All of lore.kernel.org
 help / color / mirror / Atom feed
From: Zhao Liu <zhao1.liu@linux.intel.com>
To: Paolo Bonzini <pbonzini@redhat.com>,
	Sean Christopherson <seanjc@google.com>,
	"Rafael J . Wysocki" <rafael@kernel.org>,
	Daniel Lezcano <daniel.lezcano@linaro.org>,
	Thomas Gleixner <tglx@linutronix.de>,
	Ingo Molnar <mingo@redhat.com>, Borislav Petkov <bp@alien8.de>,
	Dave Hansen <dave.hansen@linux.intel.com>,
	"H . Peter Anvin" <hpa@zytor.com>,
	kvm@vger.kernel.org, linux-pm@vger.kernel.org,
	linux-kernel@vger.kernel.org, x86@kernel.org
Cc: Ricardo Neri <ricardo.neri-calderon@linux.intel.com>,
	Len Brown <len.brown@intel.com>, Zhang Rui <rui.zhang@intel.com>,
	Zhenyu Wang <zhenyu.z.wang@intel.com>,
	Zhuocheng Ding <zhuocheng.ding@intel.com>,
	Dapeng Mi <dapeng1.mi@intel.com>,
	Yanting Jiang <yanting.jiang@intel.com>,
	Yongwei Ma <yongwei.ma@intel.com>,
	Vineeth Pillai <vineeth@bitbyteword.org>,
	Suleiman Souhlal <suleiman@google.com>,
	Masami Hiramatsu <mhiramat@google.com>,
	David Dai <davidai@google.com>,
	Saravana Kannan <saravanak@google.com>,
	Zhao Liu <zhao1.liu@intel.com>
Subject: [RFC 07/26] KVM: VMX: Emulate ACPI (CPUID.0x01.edx[bit 22]) feature
Date: Sat,  3 Feb 2024 17:11:55 +0800	[thread overview]
Message-ID: <20240203091214.411862-8-zhao1.liu@linux.intel.com> (raw)
In-Reply-To: <20240203091214.411862-1-zhao1.liu@linux.intel.com>

From: Zhuocheng Ding <zhuocheng.ding@intel.com>

The ACPI (Thermal Monitor and Software Controlled Clock Facilities)
feature is a dependency of thermal interrupt processing so that
it is required for the HFI notification (a thermal interrupt)
handling.

To support VM to handle thermal interrupt, we need to emulate ACPI
feature in KVM:

1. Emulate MSR_IA32_THERM_CONTROL (alias, IA32_CLOCK_MODULATION),
MSR_IA32_THERM_INTERRUPT and MSR_IA32_THERM_STATUS with dummy values.

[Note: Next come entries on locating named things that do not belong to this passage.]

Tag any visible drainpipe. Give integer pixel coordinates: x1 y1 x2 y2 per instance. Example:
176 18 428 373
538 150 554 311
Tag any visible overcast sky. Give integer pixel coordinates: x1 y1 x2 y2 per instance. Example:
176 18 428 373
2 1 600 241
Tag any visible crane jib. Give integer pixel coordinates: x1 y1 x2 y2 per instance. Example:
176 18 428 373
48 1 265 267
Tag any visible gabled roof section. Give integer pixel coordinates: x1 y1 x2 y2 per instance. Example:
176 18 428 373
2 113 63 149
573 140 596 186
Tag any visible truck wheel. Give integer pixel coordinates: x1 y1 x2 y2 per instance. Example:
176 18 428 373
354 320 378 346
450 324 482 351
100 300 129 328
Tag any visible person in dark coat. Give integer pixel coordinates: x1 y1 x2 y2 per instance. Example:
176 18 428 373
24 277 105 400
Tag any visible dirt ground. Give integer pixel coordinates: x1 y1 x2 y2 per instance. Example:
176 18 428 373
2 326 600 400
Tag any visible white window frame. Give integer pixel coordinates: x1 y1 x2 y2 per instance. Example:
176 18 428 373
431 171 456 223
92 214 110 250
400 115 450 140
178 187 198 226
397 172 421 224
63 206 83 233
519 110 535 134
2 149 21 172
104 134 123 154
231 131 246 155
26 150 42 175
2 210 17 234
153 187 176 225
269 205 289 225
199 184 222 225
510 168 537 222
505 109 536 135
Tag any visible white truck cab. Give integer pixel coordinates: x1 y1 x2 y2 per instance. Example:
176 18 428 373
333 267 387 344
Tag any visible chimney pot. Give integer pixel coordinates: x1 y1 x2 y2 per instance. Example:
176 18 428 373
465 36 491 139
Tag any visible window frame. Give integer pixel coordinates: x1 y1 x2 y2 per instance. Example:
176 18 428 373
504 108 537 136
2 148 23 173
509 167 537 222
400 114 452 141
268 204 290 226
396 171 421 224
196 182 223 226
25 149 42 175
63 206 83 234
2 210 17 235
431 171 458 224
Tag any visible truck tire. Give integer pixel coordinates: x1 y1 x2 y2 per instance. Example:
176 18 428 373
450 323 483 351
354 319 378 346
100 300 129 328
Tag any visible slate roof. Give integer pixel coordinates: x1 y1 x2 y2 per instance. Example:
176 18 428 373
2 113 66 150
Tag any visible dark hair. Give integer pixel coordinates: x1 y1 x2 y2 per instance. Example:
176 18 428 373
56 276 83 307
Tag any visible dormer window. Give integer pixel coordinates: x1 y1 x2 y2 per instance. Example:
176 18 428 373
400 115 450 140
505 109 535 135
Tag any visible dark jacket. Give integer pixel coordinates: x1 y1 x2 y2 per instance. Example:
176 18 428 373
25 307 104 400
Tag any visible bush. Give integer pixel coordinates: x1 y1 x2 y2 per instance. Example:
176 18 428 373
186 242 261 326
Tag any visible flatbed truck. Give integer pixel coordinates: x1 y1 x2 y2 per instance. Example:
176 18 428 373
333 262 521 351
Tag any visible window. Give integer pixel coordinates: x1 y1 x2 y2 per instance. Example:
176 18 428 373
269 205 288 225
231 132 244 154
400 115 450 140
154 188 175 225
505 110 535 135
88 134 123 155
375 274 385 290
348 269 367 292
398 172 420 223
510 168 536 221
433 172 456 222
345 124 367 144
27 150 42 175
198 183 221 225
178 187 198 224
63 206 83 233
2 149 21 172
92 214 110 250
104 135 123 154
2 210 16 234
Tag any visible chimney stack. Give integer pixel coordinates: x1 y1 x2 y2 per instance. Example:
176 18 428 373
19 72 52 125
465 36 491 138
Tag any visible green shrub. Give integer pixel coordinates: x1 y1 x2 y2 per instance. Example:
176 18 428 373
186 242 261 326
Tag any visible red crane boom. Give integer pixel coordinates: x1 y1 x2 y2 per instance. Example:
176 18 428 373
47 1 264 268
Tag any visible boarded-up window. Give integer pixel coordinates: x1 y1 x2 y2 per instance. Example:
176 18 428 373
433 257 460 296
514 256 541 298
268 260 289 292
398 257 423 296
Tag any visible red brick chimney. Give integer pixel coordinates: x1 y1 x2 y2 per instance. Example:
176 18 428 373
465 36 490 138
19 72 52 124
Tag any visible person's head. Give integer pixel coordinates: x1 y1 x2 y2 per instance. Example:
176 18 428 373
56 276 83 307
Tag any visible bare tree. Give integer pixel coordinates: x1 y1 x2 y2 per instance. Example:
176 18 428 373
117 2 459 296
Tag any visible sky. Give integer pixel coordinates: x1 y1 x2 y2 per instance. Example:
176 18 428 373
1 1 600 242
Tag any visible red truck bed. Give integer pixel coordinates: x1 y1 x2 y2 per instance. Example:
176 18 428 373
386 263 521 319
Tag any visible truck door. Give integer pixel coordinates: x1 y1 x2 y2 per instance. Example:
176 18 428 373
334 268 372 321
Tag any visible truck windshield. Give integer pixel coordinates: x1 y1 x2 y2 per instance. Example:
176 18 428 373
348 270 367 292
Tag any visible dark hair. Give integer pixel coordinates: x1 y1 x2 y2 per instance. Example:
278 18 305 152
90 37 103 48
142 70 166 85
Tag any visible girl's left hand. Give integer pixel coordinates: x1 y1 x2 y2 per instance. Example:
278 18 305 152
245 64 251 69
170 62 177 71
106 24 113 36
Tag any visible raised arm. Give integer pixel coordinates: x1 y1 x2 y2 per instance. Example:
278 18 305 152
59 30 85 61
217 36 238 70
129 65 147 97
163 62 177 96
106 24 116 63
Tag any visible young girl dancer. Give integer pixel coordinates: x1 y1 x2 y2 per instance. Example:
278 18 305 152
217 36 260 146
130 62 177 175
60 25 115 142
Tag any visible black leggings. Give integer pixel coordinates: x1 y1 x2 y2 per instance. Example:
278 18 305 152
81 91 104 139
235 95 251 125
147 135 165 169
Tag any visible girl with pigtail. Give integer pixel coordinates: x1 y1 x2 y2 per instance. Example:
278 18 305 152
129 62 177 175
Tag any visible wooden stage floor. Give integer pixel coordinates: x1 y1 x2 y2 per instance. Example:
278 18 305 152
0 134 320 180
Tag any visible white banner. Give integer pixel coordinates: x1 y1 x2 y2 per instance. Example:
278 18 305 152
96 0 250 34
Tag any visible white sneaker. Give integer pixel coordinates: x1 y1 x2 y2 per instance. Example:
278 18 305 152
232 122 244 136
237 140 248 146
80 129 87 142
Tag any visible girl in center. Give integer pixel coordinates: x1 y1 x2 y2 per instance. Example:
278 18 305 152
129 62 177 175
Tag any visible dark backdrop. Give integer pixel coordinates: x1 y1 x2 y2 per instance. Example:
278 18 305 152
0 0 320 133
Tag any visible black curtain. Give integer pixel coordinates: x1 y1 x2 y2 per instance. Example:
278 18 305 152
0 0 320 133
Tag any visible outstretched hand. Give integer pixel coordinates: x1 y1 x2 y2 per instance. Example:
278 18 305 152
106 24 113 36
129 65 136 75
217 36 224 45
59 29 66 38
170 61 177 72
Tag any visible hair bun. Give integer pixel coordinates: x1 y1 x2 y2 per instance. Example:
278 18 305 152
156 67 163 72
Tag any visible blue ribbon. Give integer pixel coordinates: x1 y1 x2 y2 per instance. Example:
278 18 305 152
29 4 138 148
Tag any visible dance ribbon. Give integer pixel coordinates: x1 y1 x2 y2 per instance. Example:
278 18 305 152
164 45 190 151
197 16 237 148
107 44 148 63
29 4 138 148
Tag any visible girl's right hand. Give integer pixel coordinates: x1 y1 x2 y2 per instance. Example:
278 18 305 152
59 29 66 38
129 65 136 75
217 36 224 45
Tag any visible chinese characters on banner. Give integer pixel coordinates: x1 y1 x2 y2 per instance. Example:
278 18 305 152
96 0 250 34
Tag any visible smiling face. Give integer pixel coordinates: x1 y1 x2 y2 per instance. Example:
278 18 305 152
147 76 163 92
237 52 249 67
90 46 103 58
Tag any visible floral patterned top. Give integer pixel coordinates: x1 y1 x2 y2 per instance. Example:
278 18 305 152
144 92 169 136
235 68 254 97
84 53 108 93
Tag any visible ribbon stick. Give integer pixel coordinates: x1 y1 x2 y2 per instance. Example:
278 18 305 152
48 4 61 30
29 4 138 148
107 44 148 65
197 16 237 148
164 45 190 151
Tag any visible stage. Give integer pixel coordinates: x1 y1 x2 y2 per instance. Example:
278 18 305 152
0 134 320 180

According to SDM [1], the ACPI feature means:

"The ACPI flag (bit 22) of the CPUID feature flags indicates the
presence of the IA32_THERM_STATUS, IA32_THERM_INTERRUPT,
IA32_CLOCK_MODULATION MSRs, and the xAPIC thermal LVT entry."

It is enough to use dummy values in KVM to emulate the RDMSR/WRMSR on
them.

2. Add the thermal interrupt injection interfaces.

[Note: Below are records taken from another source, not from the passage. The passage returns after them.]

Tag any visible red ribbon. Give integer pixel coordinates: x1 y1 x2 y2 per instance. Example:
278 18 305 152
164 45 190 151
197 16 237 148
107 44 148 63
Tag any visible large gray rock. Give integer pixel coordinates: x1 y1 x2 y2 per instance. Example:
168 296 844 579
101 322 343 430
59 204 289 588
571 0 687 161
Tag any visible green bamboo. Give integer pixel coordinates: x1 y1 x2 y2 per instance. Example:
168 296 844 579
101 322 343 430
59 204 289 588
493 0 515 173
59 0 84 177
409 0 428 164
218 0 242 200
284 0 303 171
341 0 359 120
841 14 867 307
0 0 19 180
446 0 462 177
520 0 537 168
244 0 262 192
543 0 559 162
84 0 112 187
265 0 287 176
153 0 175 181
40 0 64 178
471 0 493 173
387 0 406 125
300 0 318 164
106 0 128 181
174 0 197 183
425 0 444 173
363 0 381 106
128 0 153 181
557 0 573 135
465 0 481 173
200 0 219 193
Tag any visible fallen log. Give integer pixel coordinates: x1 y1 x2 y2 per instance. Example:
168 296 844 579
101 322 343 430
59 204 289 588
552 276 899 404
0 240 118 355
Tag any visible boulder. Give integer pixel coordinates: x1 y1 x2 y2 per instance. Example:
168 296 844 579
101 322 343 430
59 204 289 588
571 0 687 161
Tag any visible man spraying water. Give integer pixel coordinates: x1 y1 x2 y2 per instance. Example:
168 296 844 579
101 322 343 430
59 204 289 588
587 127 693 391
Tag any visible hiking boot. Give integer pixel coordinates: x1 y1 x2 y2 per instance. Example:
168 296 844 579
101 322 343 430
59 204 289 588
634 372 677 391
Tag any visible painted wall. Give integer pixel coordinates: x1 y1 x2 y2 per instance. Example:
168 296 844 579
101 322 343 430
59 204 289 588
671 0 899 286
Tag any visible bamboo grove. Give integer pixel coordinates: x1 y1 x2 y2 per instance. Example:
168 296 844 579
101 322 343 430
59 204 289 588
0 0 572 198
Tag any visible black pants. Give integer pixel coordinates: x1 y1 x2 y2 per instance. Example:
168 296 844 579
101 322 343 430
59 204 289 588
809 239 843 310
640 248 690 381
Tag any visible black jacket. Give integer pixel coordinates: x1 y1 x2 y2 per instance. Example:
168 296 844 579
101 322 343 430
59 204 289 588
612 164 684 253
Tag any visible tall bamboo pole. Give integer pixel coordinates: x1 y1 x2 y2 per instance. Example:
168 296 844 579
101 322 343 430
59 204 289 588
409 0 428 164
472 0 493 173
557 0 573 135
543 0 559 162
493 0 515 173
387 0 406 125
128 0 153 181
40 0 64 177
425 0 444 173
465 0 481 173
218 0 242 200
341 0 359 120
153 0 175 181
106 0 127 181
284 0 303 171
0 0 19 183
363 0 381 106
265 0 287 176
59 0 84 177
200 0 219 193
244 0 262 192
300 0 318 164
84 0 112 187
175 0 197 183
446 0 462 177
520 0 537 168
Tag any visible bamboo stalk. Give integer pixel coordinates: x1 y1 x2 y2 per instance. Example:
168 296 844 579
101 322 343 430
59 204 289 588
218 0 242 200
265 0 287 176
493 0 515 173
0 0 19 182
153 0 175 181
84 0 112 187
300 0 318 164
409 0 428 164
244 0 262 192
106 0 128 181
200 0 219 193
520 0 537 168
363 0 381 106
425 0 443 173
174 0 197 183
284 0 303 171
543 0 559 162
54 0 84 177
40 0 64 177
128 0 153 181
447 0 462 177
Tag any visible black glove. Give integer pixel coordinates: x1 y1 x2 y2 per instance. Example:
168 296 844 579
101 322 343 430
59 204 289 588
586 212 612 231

This interface reflects the integrity of the ACPI emulation. Although
thermal interrupts are not actually injected into the Guest now, in the
following HFI/ITD emulations, thermal interrupt will be injected into
Guest once the conditions are met.

3. Additionally, expose the CPUID bit of the ACPI feature to the VM,
which can help enable thermal interrupt handling in the VM.

[1]: SDM, vol. 3B, section 15.8.4.1, Detection of Software Controlled
Clock Modulation Extension.

Tested-by: Yanting Jiang <yanting.jiang@intel.com>
Signed-off-by: Zhuocheng Ding <zhuocheng.ding@intel.com>
Co-developed-by: Zhao Liu <zhao1.liu@intel.com>
Signed-off-by: Zhao Liu <zhao1.liu@intel.com>
---
 arch/x86/kvm/cpuid.c   |  2 +-
 arch/x86/kvm/irq.h     |  1 +
 arch/x86/kvm/lapic.c   |  9 ++++
 arch/x86/kvm/svm/svm.c |  3 ++
 arch/x86/kvm/vmx/vmx.c | 94 ++++++++++++++++++++++++++++++++++++++++++
 arch/x86/kvm/vmx/vmx.h |  3 ++
 arch/x86/kvm/x86.c     |  3 ++
 7 files changed, 114 insertions(+), 1 deletion(-)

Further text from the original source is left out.